Bill and Carol McGann's The Story of the Tour De France, Volume 1 is a fairly comprehensive history of the Tour from its inception in 1903 to 1964.
The book takes the form of a play-by-play for the significant stages of each year's Tour, and discusses how the rules of the Tour evolved to adapt to the changing times. The creator of the Tour, Henri Desgranges, was quite the character. He wanted the Tour to be a show of the individual cyclist's strength and cunning, but he was in the end unable to keep the team element out of the sport.
The main takeaway from this volume, for me, is that the Tour de France used to have a lot more badassery than it does today.

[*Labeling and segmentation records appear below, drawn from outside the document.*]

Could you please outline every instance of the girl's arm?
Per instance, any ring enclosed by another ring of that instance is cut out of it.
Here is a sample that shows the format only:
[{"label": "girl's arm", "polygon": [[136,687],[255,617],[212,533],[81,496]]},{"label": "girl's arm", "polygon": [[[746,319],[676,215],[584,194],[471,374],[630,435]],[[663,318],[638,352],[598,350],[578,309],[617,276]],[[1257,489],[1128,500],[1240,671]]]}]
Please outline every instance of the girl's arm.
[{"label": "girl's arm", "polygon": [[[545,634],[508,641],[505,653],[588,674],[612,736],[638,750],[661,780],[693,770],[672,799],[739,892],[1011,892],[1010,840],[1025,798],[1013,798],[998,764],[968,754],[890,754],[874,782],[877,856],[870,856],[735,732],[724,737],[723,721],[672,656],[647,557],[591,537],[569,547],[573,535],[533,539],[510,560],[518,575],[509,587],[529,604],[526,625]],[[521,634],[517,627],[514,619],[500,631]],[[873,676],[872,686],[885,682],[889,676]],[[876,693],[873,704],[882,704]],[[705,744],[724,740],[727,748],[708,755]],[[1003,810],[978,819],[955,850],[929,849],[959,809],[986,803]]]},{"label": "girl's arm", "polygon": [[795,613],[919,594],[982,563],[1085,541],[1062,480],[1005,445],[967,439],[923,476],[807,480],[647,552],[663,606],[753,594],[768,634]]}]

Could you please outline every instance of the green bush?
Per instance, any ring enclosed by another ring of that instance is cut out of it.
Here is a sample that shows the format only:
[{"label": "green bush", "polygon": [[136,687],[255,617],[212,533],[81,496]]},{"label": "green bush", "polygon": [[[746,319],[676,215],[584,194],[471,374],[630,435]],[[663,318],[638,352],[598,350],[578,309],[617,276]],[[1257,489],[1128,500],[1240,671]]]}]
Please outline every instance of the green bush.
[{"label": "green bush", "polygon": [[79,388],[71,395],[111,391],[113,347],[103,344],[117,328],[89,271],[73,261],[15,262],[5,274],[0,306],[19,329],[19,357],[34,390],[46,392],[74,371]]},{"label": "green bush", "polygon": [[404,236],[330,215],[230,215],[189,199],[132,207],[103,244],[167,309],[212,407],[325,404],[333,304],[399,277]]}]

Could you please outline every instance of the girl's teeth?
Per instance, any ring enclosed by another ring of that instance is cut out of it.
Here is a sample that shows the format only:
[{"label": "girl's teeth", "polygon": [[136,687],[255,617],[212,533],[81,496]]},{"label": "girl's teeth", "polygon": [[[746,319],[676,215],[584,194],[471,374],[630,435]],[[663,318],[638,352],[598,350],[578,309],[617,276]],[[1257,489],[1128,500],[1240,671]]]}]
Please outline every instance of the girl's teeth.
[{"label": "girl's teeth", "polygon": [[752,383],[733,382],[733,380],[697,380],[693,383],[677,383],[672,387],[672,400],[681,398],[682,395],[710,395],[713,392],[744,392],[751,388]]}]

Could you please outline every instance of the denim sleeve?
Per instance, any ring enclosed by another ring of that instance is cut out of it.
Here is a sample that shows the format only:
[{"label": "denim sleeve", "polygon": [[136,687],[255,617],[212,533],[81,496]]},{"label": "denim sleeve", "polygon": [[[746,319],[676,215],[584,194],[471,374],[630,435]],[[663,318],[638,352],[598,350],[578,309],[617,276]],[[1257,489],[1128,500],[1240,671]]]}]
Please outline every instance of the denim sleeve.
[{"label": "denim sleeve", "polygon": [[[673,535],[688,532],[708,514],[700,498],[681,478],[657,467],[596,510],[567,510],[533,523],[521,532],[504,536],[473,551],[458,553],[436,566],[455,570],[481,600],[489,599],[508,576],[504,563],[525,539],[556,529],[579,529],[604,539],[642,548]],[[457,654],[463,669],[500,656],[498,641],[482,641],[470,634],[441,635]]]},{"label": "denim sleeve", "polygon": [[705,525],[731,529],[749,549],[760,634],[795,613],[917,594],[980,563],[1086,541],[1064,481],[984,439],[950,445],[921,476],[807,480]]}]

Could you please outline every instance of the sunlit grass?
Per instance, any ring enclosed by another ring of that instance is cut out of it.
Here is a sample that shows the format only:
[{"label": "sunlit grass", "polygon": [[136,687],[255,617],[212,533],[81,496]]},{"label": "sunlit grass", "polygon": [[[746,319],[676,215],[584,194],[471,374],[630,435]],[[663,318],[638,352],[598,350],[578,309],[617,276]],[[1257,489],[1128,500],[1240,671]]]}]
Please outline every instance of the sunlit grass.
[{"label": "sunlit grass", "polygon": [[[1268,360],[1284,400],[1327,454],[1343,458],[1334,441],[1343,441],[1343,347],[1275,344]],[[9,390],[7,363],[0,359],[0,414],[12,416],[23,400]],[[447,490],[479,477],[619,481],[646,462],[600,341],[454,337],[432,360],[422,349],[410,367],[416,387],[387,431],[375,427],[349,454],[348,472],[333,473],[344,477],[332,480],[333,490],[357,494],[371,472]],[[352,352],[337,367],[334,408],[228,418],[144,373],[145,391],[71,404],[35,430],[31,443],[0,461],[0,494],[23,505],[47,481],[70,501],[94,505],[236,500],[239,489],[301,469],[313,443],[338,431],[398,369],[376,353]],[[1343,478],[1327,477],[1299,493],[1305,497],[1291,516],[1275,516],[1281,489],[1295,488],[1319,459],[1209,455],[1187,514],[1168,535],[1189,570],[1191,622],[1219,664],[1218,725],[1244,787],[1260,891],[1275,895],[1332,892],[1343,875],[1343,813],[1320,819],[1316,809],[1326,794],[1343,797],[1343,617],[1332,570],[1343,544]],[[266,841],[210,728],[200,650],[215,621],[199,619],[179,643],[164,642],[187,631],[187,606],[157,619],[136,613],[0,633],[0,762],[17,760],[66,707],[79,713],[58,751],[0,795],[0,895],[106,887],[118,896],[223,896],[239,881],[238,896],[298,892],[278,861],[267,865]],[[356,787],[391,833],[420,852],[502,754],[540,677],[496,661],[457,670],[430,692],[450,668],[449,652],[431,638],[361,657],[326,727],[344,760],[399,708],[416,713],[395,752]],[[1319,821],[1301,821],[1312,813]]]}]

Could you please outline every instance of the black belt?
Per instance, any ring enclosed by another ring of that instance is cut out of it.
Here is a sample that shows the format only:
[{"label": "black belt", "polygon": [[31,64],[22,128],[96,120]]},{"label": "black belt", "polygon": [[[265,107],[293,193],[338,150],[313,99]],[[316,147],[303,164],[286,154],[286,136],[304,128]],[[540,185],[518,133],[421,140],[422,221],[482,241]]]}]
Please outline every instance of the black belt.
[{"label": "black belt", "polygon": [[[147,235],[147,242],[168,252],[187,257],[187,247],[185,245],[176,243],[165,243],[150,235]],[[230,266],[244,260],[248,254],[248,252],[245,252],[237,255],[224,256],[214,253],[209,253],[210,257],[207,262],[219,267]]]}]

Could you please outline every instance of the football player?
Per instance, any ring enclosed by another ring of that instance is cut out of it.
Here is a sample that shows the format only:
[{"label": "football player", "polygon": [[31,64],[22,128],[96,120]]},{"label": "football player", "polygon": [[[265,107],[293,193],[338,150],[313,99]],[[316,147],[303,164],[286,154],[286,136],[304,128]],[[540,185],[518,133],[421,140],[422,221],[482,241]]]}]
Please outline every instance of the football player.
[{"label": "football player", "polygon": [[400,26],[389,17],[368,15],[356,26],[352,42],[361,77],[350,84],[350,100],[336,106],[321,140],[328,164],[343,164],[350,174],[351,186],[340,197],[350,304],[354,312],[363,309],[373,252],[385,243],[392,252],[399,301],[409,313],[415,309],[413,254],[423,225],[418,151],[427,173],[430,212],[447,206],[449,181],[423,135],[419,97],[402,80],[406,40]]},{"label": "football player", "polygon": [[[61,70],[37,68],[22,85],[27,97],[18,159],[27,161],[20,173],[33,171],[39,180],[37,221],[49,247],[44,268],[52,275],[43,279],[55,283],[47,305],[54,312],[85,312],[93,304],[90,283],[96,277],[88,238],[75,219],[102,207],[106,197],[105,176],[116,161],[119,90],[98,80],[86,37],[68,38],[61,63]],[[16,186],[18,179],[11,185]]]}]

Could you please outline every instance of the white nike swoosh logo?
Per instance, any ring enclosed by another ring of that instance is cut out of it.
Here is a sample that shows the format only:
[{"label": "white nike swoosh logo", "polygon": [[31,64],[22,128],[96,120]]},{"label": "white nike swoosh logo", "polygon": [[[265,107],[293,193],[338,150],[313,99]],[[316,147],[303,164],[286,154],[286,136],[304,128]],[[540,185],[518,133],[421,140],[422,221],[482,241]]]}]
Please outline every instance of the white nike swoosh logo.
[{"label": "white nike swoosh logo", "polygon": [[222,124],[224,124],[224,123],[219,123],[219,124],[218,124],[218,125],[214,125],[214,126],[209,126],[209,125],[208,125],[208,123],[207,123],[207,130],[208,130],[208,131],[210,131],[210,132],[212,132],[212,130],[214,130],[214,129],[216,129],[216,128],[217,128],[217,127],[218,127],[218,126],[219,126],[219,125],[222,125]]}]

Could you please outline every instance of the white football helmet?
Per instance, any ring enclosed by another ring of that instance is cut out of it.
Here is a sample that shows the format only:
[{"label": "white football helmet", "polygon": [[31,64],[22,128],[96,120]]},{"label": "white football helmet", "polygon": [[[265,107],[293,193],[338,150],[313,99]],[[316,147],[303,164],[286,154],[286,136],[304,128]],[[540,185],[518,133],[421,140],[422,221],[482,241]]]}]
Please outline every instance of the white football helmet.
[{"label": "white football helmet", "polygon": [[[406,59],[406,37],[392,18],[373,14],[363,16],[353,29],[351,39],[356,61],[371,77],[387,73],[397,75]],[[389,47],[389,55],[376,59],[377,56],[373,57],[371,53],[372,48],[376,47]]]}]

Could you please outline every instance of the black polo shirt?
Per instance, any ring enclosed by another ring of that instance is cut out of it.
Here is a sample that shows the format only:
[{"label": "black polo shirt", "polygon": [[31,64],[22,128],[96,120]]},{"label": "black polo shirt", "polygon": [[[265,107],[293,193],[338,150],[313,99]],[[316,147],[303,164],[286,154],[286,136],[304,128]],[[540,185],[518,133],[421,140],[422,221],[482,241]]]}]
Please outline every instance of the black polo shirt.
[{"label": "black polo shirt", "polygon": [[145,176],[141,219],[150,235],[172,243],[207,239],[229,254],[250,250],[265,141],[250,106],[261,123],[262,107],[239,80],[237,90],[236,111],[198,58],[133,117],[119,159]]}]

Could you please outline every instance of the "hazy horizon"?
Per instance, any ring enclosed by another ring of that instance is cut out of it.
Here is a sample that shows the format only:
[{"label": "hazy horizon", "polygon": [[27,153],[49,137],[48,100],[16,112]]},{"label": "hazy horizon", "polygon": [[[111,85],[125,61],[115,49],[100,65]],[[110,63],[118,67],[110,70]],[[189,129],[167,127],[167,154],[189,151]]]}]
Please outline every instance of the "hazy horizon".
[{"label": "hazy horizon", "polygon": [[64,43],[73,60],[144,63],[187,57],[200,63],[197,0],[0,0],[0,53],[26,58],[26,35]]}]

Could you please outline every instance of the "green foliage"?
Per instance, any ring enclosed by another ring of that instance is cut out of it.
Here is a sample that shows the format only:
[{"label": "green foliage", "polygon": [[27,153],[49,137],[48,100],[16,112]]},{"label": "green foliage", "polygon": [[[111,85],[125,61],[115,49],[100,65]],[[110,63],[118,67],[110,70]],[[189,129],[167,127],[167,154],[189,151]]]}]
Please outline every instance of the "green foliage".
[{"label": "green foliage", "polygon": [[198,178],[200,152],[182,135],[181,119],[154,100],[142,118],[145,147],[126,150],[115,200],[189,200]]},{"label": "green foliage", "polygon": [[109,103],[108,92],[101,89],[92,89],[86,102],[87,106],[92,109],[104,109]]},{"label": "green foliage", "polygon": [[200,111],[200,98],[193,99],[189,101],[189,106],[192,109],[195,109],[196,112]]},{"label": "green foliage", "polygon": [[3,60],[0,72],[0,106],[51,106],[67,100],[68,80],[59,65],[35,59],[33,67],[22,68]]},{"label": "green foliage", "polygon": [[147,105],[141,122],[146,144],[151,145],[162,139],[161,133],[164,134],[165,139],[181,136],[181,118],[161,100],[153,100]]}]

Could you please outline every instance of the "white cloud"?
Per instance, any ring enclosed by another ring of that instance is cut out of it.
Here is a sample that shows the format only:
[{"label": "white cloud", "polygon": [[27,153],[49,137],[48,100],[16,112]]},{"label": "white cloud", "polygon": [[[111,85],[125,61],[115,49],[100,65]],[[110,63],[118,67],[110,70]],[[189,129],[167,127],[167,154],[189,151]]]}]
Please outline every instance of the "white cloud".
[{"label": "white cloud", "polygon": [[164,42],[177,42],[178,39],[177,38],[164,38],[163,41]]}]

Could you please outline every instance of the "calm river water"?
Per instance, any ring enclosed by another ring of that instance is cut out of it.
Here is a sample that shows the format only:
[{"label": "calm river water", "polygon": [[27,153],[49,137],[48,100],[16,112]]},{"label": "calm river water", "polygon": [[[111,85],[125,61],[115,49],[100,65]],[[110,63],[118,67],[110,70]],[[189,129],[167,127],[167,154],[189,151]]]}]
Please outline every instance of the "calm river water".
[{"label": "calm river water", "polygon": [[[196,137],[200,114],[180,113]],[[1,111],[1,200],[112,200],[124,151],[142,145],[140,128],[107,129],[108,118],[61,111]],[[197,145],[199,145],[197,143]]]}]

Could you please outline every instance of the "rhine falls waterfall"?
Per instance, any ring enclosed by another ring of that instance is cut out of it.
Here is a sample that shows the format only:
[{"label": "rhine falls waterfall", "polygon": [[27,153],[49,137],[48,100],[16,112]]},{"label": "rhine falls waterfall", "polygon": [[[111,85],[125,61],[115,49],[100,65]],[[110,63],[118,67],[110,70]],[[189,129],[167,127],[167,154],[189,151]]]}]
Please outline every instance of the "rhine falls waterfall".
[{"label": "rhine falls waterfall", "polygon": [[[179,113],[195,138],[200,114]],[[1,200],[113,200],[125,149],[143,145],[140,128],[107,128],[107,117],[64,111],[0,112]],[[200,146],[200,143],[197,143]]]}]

Consider, for example, Stage 2 of the 1909 Tour, 398 kilometers (247 mi) long and run entirely in freezing rain, in which François Faber broke away for the entire second half of the stage. Or the story of Eugène Christophe in the 1913 tour, in which he broke his fork on a descent during Stage 6. There were no follow cars back then; under the rules of the time, riders had to make their own repairs. Christophe carried his broken bike down the hill, walking 10 kilometers to the next town. Here he found a blacksmith, who was able to talk him through what he would need to do to repair his fork (this was as much as was permissible under the rules). Christophe worked at the forge for 3 hours. But at some point, he ran out of hands. He asked a little boy to work the bellows for him. For this the Tour referees gave him a 10-minute penalty. Eventually Christophe finished the repair and kept on riding. He finished the stage 29th— still ahead of 15 other riders.
If you are interested in the history of the Tour de France, there is probably not a better book. The Story of the Tour de France gave me some perspective about how competitive cycling works and about the historical evolution of the sport, but at times it seemed to me to be little more than so many names and numbers.